DPD
-
DST
35.00km
-
Teren
3.00km
-
Czas
01:35
-
VAVG
22.11km/h
-
Sprzęt Merida Matts TFS 100D
-
Aktywność Jazda na rowerze
+10 na starcie to niejakie novum. Ale bardzo pożądane. Ubieram kurteczkę ale w locie okazuje się, że spokojnie mogłem uzbroić się w dużo lżejszą bluzę. Jechało się bardzo przyjemnie i spokojnie. Wiaterku jakoś nie zarejestrowałem. Dziś przez Gródków, Łagiszę i Dąbrowę Górniczą. Upgrade śniadania już w Sosnowcu bo moja ciastkarnio-piekarnia znów nawaliła i otwarte od 7:00.

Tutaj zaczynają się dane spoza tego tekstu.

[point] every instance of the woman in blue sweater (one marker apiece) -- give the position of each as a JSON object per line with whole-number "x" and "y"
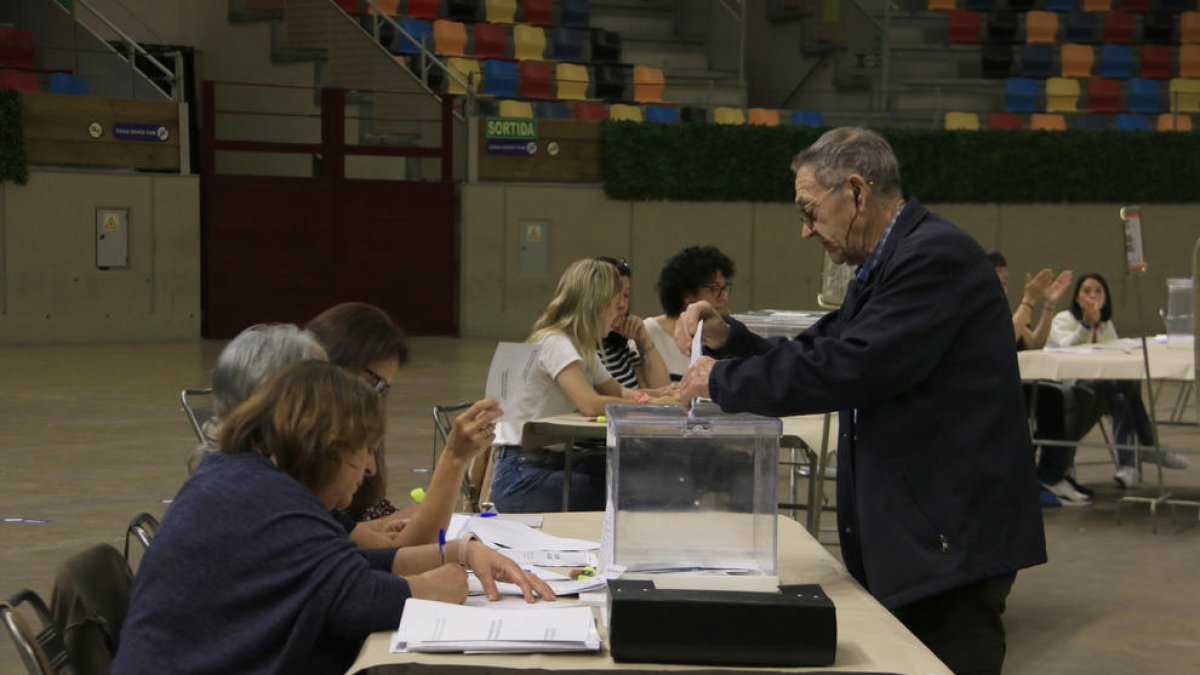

Powrót bez kombinacji. Mec, Środula, Będzin-Zamkowe, lasek grodziecki, lasek gródkowski, Psary. Trochę terenem. Decyzja o powrocie wyniknęła z tego, że na horyzoncie formowała się ołowiana chmurka a w prognozie ICM-u stało, że mogą być burze. Trochę też miało znaczenie to, że drobne kropelki pojawiły się już na starcie. Jak dojeżdżałem do domu to na południe ode mnie widziałem ścianę deszczu a będąc w domu już słyszałem grzmoty.